The facts are not in dispute. A testamentary trust was *831created in the State of New York hy Charles E. Newton, the decedent’s father, who died a resident of that state on October 19, 1921. The trust provided for an income to the decedent during his life. Further provisions gave him the power by will to appoint his wife to take on his death a specified proportion of the trust assets. The decedent executed a will in New York on May 2d, 1930, whereby he appointed his wife as the beneficiary. Later he and his wife removed to California where as a resident he died on March 11,1943, leaving his widow, the respondent herein. His will was admitted to probate.
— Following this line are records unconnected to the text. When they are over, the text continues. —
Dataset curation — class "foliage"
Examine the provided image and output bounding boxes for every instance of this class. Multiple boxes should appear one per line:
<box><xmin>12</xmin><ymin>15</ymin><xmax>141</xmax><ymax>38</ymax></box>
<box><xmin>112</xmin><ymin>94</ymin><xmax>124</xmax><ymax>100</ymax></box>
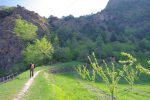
<box><xmin>119</xmin><ymin>52</ymin><xmax>150</xmax><ymax>90</ymax></box>
<box><xmin>14</xmin><ymin>19</ymin><xmax>38</xmax><ymax>41</ymax></box>
<box><xmin>76</xmin><ymin>53</ymin><xmax>123</xmax><ymax>100</ymax></box>
<box><xmin>23</xmin><ymin>37</ymin><xmax>54</xmax><ymax>64</ymax></box>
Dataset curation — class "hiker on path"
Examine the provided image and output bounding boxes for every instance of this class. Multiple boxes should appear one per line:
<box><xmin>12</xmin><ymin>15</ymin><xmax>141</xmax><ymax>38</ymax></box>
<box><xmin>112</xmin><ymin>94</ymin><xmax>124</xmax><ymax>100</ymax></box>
<box><xmin>30</xmin><ymin>63</ymin><xmax>35</xmax><ymax>77</ymax></box>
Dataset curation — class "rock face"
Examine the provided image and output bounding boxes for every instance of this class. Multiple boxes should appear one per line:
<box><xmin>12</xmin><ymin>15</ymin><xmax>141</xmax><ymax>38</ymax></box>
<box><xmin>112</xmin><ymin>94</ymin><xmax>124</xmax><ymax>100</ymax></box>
<box><xmin>0</xmin><ymin>6</ymin><xmax>49</xmax><ymax>70</ymax></box>
<box><xmin>49</xmin><ymin>0</ymin><xmax>150</xmax><ymax>42</ymax></box>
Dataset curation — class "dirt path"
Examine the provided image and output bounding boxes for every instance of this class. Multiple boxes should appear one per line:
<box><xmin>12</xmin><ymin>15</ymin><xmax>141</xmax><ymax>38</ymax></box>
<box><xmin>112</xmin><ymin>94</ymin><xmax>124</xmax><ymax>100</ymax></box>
<box><xmin>14</xmin><ymin>70</ymin><xmax>42</xmax><ymax>100</ymax></box>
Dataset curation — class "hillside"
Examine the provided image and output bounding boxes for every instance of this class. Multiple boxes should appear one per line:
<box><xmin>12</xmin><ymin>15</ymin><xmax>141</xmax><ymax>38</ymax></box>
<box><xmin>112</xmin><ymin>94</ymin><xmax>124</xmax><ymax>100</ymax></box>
<box><xmin>48</xmin><ymin>0</ymin><xmax>150</xmax><ymax>61</ymax></box>
<box><xmin>0</xmin><ymin>5</ymin><xmax>49</xmax><ymax>74</ymax></box>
The assets of the trust subject to the appointment consist entirely of intangibles valued at $412,510.36 held in trust by New York trustees. There are no shares of California corporations. The widow objected to the Controller’s report on the ground that under the decision in Estate of Bowditch, 189 Cal. 377 [208 P. 282, 23 A.L.R. 735], the state was without jurisdiction to impose the portion of the tax measured by the appraised value of the intangibles held in New York.
There is no merit in the contention that the exercise of the power of appointment occurred at the time the decedent made his will in New York. Since a will takes effect as of the time of the death of the testator there can be no question that the death of the decedent determined the time of the exercise of the power. (Nichols v. Emery, 109 Cal. 323, 329 [41 P. 1089, 50 Am.St.Rep. 43].)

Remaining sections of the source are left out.